"An Unknown God"
/Wow! This past week has been incredibly rewarding, but also incredibly busy! Our Athens Vacation Bible School went over very well, even though we were forced to put things together much more quickly than we normally would, and had to adapt a bunch of the materials a great deal. But several children made a decision to follow Christ, and our FCCers did such a great job of working for God’s glory throughout the week.
As I shared on Sunday morning, we had people taking a week’s vacation from work so that they could serve as crew leaders at VBS, and others who served at VBS in the mornings and then went to their full-time jobs in the afternoons and evenings. We had others who worked throughout the week with horrible colds and flu bugs. We had families cutting out thousands of cardboard squares to make the amazing mosaics currently up in our church building. We had others who stayed late working on videos for the next morning, and still others who stayed until 2:00 Saturday morning helping us clean the building and cart away all of the debris from the dumpster area.
But as I shared on Sunday morning, I wasn’t impressed by what people did, because people can “do” stuff all of the time. I was impressed by why people did what they did. People can decorate to show off their art skills, or lead crews to feel important, or stay late so that they can feel like martyrs... But these people did these things simply because they were the right things to do, and the best ways to honor God and draw people closer to Him -- and that impressed me a great deal.
In our message this week, we cheated and briefly stepped away from our ongoing sermon series on the Book of Hebrews in order to welcome our visiting VBS families and talk a little more about the week’s theme of following Paul in Athens.

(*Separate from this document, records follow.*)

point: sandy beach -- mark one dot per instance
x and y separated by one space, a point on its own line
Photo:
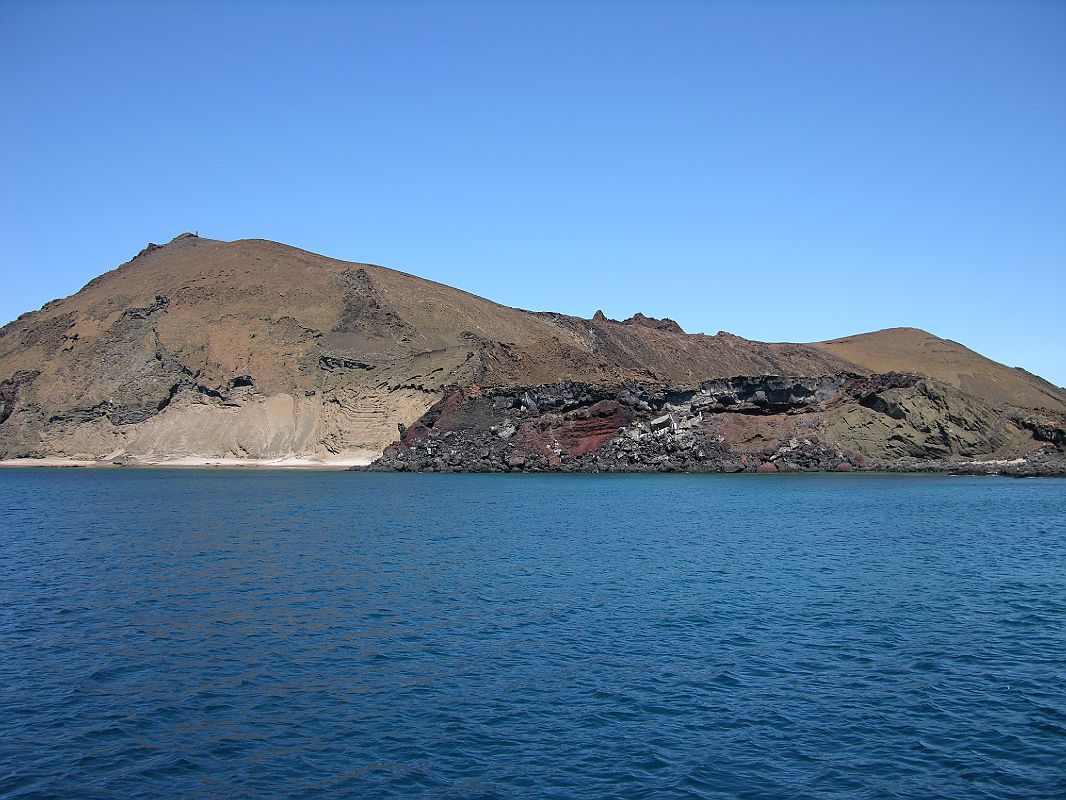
196 461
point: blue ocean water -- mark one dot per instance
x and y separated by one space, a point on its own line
228 634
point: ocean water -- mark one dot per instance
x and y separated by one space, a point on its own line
229 634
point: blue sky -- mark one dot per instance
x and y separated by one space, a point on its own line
792 171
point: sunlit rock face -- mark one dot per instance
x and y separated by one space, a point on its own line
254 350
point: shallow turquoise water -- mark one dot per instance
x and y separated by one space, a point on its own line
237 635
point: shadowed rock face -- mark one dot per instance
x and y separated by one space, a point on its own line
253 349
762 424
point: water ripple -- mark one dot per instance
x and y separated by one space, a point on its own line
230 635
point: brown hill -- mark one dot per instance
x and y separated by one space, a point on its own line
911 350
257 350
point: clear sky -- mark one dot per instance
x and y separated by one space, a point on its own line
792 171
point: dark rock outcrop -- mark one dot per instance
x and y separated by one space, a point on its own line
633 428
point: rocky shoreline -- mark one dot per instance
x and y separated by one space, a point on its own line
770 424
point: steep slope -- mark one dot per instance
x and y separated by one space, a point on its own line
253 349
911 350
257 350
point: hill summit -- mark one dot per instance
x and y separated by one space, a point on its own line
252 350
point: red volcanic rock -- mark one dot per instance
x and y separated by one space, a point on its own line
660 324
583 435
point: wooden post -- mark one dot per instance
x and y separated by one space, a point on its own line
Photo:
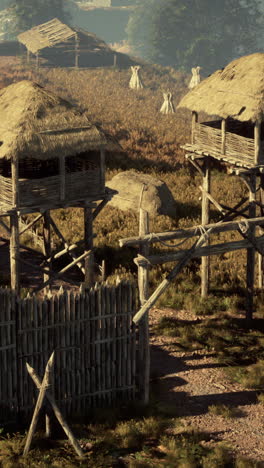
223 142
88 245
42 391
194 121
205 220
46 245
143 285
102 170
251 250
37 60
76 51
257 141
62 177
14 253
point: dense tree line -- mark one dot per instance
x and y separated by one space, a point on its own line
209 33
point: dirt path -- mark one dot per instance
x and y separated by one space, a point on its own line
192 381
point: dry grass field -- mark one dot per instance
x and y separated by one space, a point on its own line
151 143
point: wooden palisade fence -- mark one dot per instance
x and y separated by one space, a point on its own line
96 348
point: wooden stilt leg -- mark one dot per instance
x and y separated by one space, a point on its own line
88 245
251 250
205 220
46 245
260 257
14 253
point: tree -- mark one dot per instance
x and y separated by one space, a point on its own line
31 13
209 33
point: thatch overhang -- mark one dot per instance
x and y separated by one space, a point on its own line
236 91
36 123
46 35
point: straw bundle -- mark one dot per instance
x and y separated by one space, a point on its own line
167 106
236 91
135 82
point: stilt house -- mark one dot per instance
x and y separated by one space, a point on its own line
236 95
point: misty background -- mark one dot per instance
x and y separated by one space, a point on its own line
177 33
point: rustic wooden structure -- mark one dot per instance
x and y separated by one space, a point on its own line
44 392
96 343
235 138
135 81
167 106
51 156
63 45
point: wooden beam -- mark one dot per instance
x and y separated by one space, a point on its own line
58 414
88 245
66 245
143 285
194 121
205 220
214 249
223 135
155 237
257 141
251 251
47 244
166 282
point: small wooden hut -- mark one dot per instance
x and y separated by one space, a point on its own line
235 94
63 45
51 156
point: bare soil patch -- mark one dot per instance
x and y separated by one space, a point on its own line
193 381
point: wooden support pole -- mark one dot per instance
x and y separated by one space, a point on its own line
194 121
143 285
14 253
88 245
205 220
66 245
257 141
58 414
223 135
251 250
42 391
47 245
167 281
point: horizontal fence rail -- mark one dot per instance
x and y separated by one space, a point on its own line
95 343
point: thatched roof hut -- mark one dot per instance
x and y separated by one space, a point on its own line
235 91
63 45
37 123
236 95
49 150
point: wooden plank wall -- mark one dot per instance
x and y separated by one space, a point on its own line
95 343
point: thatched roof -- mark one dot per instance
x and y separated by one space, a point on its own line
55 32
35 123
236 91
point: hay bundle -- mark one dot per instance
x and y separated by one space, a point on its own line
196 79
167 106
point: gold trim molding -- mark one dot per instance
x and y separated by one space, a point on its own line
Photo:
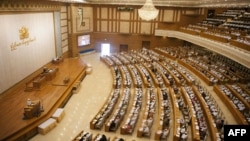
28 5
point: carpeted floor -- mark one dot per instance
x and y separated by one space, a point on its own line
84 105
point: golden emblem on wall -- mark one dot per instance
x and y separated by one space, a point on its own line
23 33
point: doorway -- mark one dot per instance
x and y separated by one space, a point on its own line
146 44
105 49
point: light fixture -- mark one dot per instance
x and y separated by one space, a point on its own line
148 11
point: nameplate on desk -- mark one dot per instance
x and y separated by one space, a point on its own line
234 132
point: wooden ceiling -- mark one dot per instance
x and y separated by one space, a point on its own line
178 3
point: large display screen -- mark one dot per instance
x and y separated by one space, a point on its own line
83 40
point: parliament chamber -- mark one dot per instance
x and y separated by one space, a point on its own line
181 76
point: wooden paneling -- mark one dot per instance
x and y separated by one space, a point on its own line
52 95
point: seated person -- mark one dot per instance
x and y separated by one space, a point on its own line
29 102
165 133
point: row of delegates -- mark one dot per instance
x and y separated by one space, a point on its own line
122 58
212 79
105 112
84 136
241 107
242 92
127 80
218 119
116 60
147 121
129 125
198 112
136 75
117 78
187 74
120 111
100 137
165 114
108 61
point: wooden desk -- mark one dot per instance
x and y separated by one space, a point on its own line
176 117
50 74
210 121
46 126
33 110
236 94
58 114
194 123
235 112
240 45
38 82
213 37
198 73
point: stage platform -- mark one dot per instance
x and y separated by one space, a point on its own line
52 95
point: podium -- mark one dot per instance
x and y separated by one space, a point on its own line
33 110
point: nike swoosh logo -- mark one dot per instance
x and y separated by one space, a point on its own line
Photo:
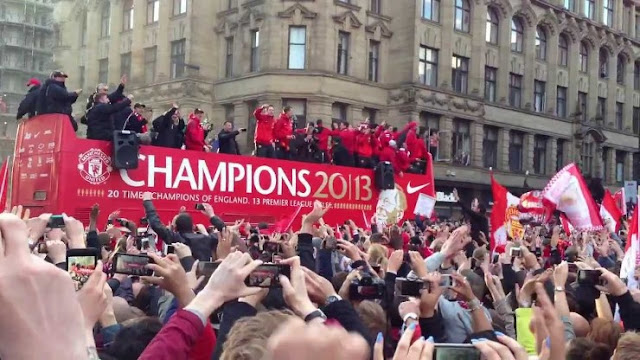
411 189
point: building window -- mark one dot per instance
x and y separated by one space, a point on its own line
515 90
539 95
570 5
339 112
255 51
462 15
493 23
105 20
490 78
563 50
153 11
431 10
490 147
560 154
621 69
150 64
540 154
125 64
374 54
588 154
428 66
584 57
179 7
177 58
636 75
297 47
299 109
127 15
619 115
607 12
561 102
601 108
541 44
375 6
603 64
460 73
461 142
343 53
83 30
517 34
516 145
228 70
103 71
589 8
582 105
620 155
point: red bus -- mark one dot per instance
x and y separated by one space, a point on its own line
56 172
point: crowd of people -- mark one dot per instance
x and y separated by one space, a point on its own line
276 136
421 290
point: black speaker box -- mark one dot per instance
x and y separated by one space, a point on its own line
125 150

When Paul got to the city, his heart broke when he saw that they had all of the trappings of religion -- they talked about spiritual stuff, they had all sorts of temples and altars and idols, etc. -- but they had no relationship with God whatsoever. They even made sacrifices to an altar to the “to whom it may concern” god (the “unknown god”), in case they may have missed one. And that’s the ultimate example of an empty religion -- performing the rituals and the traditions without having any personal sense whatsoever of the god whom you’re ostensibly serving through the actions.
But Paul told them that he actually knew the God whom they didn’t known but served anyway. Where they had an empty ritual, Paul had a living, breathing, thriving relationship with the God who not only knew them, but knew everything because He had created everything. Paul went to where the people were (not waiting for them to come to him), reached out to them through what things they already knew (speaking to them with their own cultural references), and kept the focus squarely on Christ.
Isn’t that precisely the sort of outreach that each of us as Christians should do today? It’s not rocket surgery -- it’s actively caring and sharing.